My translated page still shows English text. Why?

Three common causes:

  1. The page file is case A (uses getTranslations()) and your JSON path doesn't match the namespace it expects. Check the page's getTranslations({ namespace: '...' }) call and mirror it in your folder structure.
  2. The page is case B (still hard-coded). It needs the .tsx refactored first — that part is a developer task, not a translator task.
  3. The dev server is serving cached output. Stop it (Ctrl+C), remove web/.next/, and run npm run dev again.

What about translations of the Monitor (the AppImage), not just the docs?

This guide only covers the public documentation site in web/. The Monitor's dashboard UI in AppImage/ is a separate project and not currently i18n-enabled.
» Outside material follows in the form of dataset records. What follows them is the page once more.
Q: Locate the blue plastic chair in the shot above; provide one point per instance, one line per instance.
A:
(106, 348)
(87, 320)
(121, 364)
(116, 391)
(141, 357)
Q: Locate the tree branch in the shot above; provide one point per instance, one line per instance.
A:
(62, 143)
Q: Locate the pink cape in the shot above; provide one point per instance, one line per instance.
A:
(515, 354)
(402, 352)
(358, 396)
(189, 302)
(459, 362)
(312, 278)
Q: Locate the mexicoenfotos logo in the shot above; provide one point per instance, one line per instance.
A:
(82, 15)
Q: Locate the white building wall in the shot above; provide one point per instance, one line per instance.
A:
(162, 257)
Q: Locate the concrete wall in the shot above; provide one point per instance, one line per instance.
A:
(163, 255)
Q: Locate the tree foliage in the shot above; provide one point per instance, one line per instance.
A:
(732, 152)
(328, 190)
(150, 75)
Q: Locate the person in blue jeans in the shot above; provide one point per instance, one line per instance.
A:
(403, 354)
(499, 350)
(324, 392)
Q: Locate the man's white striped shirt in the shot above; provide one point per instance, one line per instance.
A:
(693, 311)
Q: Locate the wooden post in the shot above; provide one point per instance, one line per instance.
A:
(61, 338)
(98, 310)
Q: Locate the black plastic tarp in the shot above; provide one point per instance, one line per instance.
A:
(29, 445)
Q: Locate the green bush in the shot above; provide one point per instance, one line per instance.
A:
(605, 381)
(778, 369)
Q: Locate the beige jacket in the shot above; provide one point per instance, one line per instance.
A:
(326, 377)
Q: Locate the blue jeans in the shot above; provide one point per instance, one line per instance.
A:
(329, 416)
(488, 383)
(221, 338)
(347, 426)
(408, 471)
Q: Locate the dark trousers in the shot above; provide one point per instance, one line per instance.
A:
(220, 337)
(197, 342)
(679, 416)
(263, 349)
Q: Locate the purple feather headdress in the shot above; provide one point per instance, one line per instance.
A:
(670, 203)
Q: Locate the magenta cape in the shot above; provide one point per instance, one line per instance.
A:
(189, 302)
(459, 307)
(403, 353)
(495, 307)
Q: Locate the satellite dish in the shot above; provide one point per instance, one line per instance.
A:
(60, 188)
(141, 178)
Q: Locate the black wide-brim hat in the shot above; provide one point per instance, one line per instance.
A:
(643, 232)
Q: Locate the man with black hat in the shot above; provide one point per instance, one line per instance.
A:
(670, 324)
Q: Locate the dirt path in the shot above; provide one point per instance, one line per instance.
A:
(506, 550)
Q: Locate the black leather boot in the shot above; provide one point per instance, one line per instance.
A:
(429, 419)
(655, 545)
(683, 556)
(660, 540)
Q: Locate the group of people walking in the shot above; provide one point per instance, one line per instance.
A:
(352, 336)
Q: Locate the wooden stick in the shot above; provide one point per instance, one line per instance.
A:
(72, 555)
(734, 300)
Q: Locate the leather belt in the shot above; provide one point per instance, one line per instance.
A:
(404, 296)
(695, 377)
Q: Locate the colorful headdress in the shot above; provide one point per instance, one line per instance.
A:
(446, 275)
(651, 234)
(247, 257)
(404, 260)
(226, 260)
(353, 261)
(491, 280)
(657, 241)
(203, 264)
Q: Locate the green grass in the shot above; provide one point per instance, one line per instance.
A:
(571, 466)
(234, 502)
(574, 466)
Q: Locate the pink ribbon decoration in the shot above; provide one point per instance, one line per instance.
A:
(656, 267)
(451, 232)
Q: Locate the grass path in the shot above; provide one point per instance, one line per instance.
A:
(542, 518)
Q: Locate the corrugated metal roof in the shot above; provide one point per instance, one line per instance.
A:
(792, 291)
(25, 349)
Translating the Monitor would require a parallel effort.

Where can I see what's missing?

Compare the directory trees:

diff -rq web/messages/en web/messages/es

Anything listed as "Only in en" still needs a Spanish version. (Swap es for your locale.)

My PR conflicts with another translator's PR.

Because we keep one page per PR, the only realistic conflict zone is messages/<locale>/common.json (shared strings) or app/[locale]/docs/<section>/page.tsx (refactored at the same time). Rebase on develop and re-resolve; ping the other contributor in the PR thread if the merge is non-obvious.